Discrimination à la Réunion.
Discriminations : la couleur politique en tête
Couleur politique, origine, handicap, harcèlement sexuel sur des femmes… : ces cas de discriminations sont les plus courants dans l’île selon le Défenseur des Droits à la Réunion. La première place, allant au positionnement politique. Didier Lefevre reçoit un millier de réclamations par an.
Une employée mise au placard parce que son mari n’affiche pas la bonne couleur politique, c’est à La Réunion que ça se passe. Et ce n’est pas un cas isolé. L’année dernière, le Défenseur des Droits (DDD) du département a ainsi reçu plusieurs réclamations de ce genre. Et lorsqu’il estime qu’elles sont fondées il émet des recommandations très claires.
Comme dans ce cas d’une réclamante qui avait “fait l’objet d’agissements de harcèlement moral, tels que le retrait de toute attribution pendant plusieurs mois, sa “placardisation”, l’affectation dans un bureau exigu impropre à des conditions de travail…”, selon les conclusions du Défenseur. “De tels agissements sont directement en lien avec le positionnement politique de son époux, concomitants à la prise de fonctions de la nouvelle municipalité. Ils induisent une réparation intégrale des préjudices subis. C’est pourquoi le Défenseur des droits recommande au Maire de procéder à l’indemnisation pécuniaire ou par équivalent, des préjudices matériels et moraux subis par la réclamante”. Vous l’avez compris, cette situation s’est déroulée dans une mairie. Et l’on sait que la discrImination politique culmine en période de changements de majorité. Les exemples à la Plaine-des-Palmistes ou encore au Foyer de Terre- Rouge le montrent bien. Cela n’étonne guère Jean- Pierre Lallemand, responsable de la SAFPTR (Syndicat Autonome de la Fonction Publique Territoriale de la Réunion). Il dénonce notamment la loi selon laquelle un maire peut embaucher n’importe quel quidam comme fonctionnaire de catégorie C. Et de citer le cas d’une mairie sudiste où le premier magistrat a embauché 600 agents (des militants ?) dans la fonction publique territoriale sans que certains passent le précieux concours.
“UN CLIENT VOULAIT UNE ASSISTANTE SEXY”
En 2015, à la Réunion, les discriminations à l’embauche, toutes raisons confondus, représentent une réclamation sur dix reçues par le Défenseur des Droits. Soit une centaine de dossiers, sur le millier qui lui sont adressés. “Sur ces 100 dossiers, la moitié ont fait l’objet d’une réorientation ou d’une clôture, la moitié ont fait l’objet d‘un règlement amiable ou d’une instruction approfondie”, explique Didier Lefevre.

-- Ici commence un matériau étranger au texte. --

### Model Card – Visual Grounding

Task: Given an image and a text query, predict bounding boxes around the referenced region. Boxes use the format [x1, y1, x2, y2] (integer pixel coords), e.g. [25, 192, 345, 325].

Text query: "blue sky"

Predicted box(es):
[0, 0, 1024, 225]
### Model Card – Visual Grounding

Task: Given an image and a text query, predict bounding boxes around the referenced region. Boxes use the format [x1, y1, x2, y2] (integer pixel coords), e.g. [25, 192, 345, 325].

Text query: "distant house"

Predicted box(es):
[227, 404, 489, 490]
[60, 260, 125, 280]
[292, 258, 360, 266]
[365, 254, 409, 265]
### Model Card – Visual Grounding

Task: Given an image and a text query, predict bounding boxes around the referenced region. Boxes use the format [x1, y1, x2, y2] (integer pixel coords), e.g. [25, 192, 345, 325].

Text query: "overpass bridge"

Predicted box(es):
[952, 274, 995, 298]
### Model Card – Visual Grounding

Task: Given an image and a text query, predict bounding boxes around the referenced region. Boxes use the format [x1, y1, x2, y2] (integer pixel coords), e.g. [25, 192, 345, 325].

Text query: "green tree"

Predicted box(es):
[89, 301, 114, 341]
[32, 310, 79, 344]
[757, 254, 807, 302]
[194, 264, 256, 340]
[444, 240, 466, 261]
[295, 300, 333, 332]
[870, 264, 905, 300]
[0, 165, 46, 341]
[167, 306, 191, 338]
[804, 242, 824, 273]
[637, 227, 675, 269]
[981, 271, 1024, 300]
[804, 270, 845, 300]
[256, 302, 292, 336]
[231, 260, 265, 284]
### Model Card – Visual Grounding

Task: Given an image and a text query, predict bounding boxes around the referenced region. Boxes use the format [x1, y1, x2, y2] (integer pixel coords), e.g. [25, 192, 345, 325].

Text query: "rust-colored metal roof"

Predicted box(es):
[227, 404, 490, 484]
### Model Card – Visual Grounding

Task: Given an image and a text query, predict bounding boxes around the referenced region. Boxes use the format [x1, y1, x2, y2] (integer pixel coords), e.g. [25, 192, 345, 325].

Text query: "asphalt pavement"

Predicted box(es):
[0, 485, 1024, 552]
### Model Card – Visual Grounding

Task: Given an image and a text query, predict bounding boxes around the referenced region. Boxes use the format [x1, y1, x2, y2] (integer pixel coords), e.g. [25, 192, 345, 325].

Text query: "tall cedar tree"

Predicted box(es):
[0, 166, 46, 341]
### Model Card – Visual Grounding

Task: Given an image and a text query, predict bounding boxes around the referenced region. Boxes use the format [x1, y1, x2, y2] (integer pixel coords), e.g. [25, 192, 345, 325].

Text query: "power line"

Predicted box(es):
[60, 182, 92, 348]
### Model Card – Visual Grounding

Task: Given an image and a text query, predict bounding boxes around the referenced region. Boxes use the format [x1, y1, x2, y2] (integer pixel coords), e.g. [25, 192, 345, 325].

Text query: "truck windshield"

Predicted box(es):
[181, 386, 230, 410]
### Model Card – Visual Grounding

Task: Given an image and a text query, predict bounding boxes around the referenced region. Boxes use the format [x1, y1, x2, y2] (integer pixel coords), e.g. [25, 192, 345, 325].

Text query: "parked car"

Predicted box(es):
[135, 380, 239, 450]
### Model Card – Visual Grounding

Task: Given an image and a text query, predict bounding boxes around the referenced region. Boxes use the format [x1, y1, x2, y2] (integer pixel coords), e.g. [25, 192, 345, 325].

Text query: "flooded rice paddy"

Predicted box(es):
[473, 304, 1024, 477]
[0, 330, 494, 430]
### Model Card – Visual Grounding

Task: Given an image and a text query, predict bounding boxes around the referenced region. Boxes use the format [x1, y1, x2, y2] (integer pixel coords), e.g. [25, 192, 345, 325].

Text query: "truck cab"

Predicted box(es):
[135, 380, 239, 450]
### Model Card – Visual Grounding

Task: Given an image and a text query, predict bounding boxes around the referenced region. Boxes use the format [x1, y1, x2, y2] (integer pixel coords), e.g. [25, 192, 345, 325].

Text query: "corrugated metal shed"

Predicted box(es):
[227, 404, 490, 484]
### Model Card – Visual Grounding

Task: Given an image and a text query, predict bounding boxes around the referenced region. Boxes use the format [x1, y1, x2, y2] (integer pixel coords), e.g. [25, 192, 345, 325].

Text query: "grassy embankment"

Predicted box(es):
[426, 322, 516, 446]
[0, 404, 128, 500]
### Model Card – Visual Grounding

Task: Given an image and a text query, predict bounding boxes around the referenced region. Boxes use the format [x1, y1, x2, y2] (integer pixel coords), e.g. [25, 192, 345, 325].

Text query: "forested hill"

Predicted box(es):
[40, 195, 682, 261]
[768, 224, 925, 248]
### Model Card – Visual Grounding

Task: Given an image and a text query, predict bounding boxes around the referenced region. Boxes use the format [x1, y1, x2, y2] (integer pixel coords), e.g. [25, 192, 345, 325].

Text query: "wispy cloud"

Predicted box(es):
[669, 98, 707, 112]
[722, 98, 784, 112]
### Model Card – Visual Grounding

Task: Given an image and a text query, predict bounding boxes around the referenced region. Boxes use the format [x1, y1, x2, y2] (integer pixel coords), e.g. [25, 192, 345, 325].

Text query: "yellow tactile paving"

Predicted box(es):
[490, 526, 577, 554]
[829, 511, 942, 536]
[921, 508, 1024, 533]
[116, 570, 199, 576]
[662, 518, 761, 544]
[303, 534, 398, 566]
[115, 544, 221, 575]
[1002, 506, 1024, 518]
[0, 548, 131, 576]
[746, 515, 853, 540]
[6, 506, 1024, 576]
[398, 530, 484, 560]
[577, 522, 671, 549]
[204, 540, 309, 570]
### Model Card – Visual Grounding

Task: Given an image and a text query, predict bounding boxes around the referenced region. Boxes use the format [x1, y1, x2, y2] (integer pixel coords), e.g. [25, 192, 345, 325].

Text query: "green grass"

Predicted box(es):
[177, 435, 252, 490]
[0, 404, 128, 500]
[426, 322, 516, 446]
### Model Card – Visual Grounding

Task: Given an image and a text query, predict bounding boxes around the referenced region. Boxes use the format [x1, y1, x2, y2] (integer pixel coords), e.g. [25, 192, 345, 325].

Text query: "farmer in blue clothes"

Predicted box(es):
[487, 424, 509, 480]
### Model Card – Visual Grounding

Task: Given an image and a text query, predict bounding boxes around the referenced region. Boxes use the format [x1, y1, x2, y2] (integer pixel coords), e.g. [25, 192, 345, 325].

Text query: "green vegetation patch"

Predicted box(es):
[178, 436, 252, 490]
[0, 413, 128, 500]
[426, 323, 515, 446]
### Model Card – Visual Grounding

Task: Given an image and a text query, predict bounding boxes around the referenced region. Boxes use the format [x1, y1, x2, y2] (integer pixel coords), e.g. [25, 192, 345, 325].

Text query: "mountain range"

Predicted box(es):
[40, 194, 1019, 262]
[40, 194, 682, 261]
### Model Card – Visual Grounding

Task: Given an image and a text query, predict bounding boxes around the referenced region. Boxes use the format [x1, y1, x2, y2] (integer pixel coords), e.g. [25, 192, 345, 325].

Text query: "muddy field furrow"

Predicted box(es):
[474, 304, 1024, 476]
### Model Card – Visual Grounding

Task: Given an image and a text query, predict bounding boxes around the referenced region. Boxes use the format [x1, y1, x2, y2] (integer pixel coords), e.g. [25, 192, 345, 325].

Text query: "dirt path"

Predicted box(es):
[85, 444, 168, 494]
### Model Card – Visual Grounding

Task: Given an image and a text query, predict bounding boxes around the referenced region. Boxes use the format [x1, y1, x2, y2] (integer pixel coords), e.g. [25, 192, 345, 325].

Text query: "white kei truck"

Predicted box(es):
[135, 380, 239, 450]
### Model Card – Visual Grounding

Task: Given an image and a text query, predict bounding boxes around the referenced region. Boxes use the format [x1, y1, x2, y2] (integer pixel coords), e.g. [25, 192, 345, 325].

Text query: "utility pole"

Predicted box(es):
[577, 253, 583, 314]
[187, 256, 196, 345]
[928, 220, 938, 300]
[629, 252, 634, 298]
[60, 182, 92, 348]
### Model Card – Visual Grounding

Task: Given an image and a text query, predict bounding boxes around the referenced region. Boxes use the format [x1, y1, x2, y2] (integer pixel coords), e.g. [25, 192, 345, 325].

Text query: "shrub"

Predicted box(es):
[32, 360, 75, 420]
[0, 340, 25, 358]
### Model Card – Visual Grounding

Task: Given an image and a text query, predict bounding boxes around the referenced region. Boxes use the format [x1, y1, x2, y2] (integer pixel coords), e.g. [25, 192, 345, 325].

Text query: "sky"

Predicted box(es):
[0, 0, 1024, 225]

Les deux tiers des affaires réglées ou toujours à l’instruction concernent l’emploi public. Par ordre d’importance,c’est précisément l’opinion politique qui arrive en tête, devant l’origine, le handicap, l’activité syndicale, l’appartenance au sexe féminin… Dans l’emploi privé (30 % des dossiers), les discriminations sont d’abord liées au handicap, puis à l’état de grossesse, l’activité syndicale, la situation familiale et les moeurs, le harcèlement sexuel… Les 5 % qui restent concernent l’accès à un service public ou privé (critère handicap). Au total, le législateur a retenu vingt critères de discrimination (lire par ailleurs). Mais il n’a pas inclus dans cette liste le style vestimentaire alors que le “look” d’un candidat est important lors d’un entretien.

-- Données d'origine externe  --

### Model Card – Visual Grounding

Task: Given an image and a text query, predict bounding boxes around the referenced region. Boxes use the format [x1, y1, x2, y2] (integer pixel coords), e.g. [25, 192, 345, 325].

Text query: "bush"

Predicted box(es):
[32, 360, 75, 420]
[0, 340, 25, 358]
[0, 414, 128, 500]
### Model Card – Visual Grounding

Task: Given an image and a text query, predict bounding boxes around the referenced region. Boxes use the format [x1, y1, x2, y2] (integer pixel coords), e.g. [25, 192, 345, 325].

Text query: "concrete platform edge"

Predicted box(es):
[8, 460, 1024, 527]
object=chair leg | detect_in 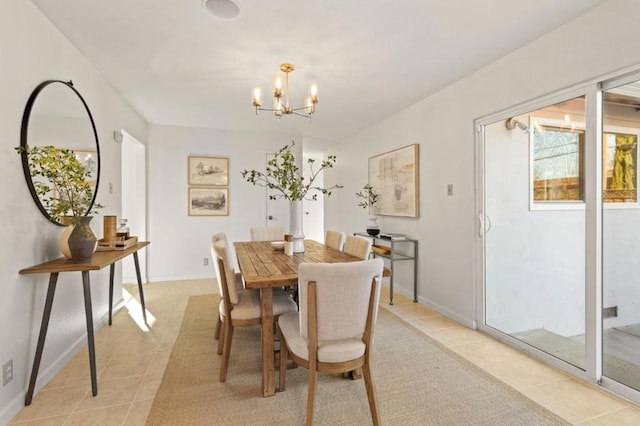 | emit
[362,363,380,426]
[220,321,233,383]
[278,329,289,392]
[218,320,227,355]
[307,364,316,426]
[214,315,220,340]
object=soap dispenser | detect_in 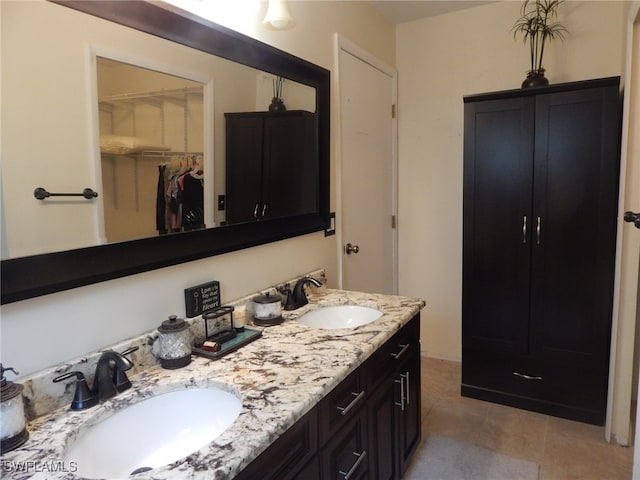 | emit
[153,315,192,370]
[0,363,29,454]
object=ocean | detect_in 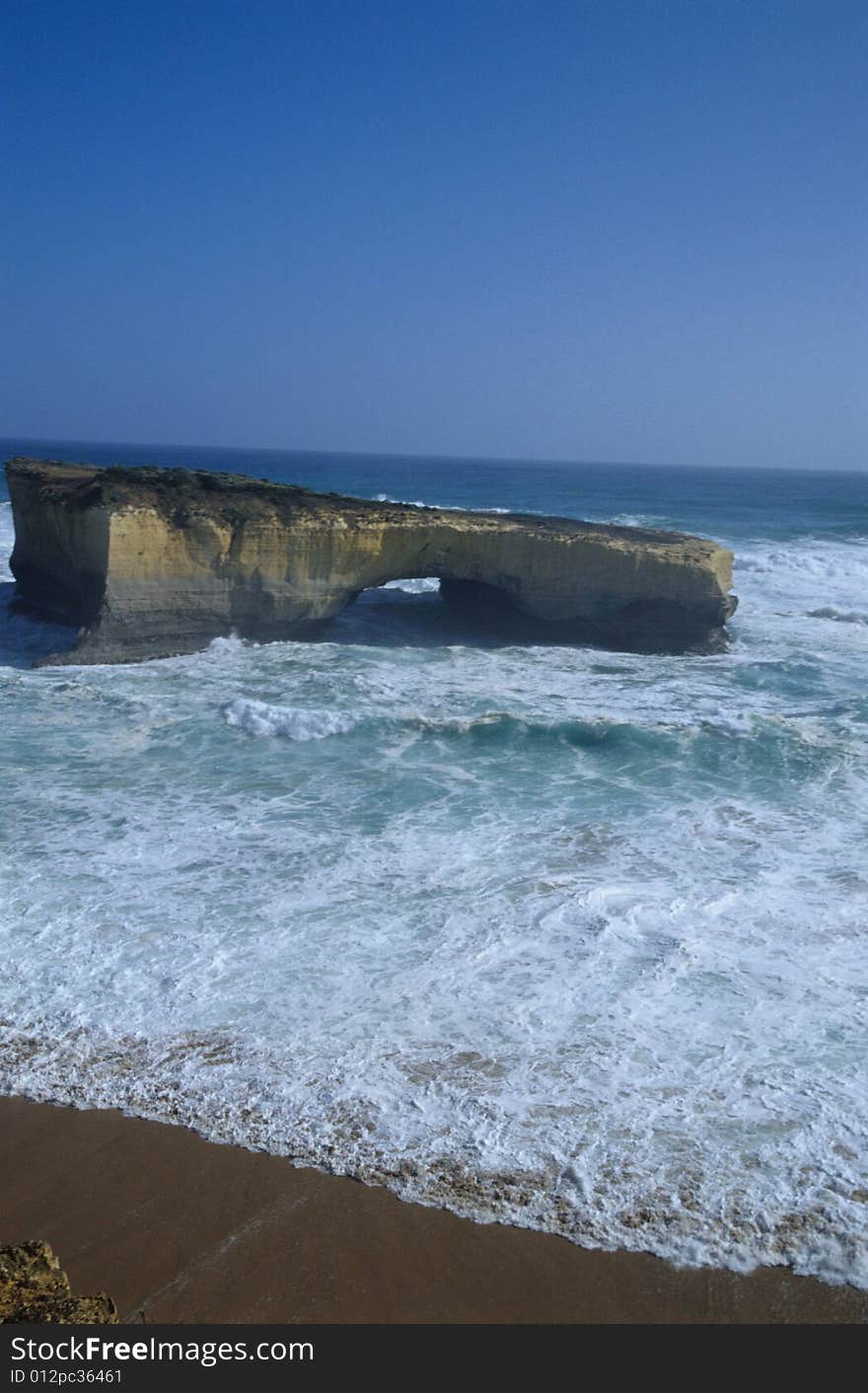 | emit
[0,440,868,1287]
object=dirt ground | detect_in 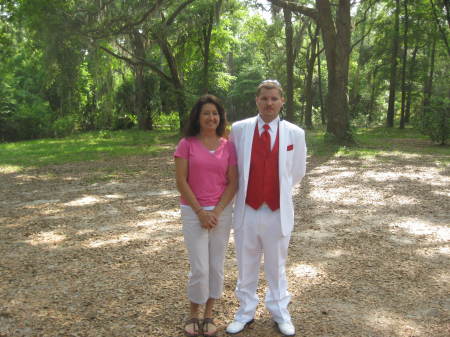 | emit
[0,143,450,337]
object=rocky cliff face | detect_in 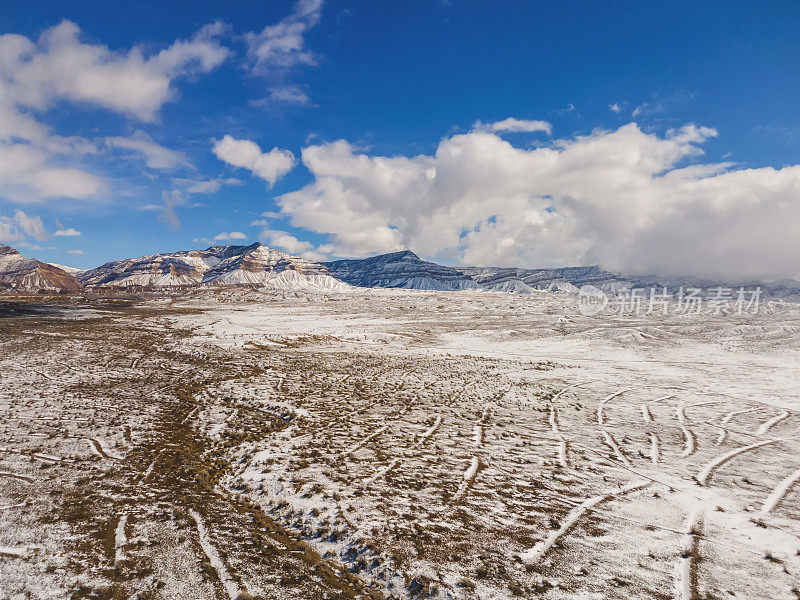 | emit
[324,250,478,290]
[0,244,81,292]
[80,243,346,289]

“Pour moi, c’est le premier regard sur le ou la candidate qui compte. Il est important que la personne qui postule pour un poste soit bien habillée”, explique Catherine, responsable RH à Saint- Denis. Parfois, ce sont les patrons qui ont des exigences bien particulières. “Un jour, un client voulait une assistante de direction. Il a demandé une fille sexy. Je lui ai demandé si c’était pour les heures supplémentaires… et d’aller chercher dans un autre cabinet de recrutement”, raconte Gérald, chasseurs de tête.

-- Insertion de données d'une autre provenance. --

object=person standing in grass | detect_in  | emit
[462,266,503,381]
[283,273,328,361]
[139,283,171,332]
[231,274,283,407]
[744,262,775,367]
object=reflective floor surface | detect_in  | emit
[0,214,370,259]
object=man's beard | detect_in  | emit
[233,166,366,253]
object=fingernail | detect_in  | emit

Mince, obèse, noire, blanche. quelle que soit la discrimination, il faut avoir des preuves tangibles si on décide de saisir le Defenseur des Droits. Tout le monde ne fait pas la démarche jusqu’au bout. “J’ai vu des gens venir me raconter le problème mais ensuite, ils ont refusé qu’on agisse. Une personne a dénoncé le comportement de son directeur pour harcèlement sexuel mais elle a eu tellement peur d’avoir à témoigner devant le tribunal qu’elle nous a demandé de ne rien faire”. La démarche, elle, demeure gratuite.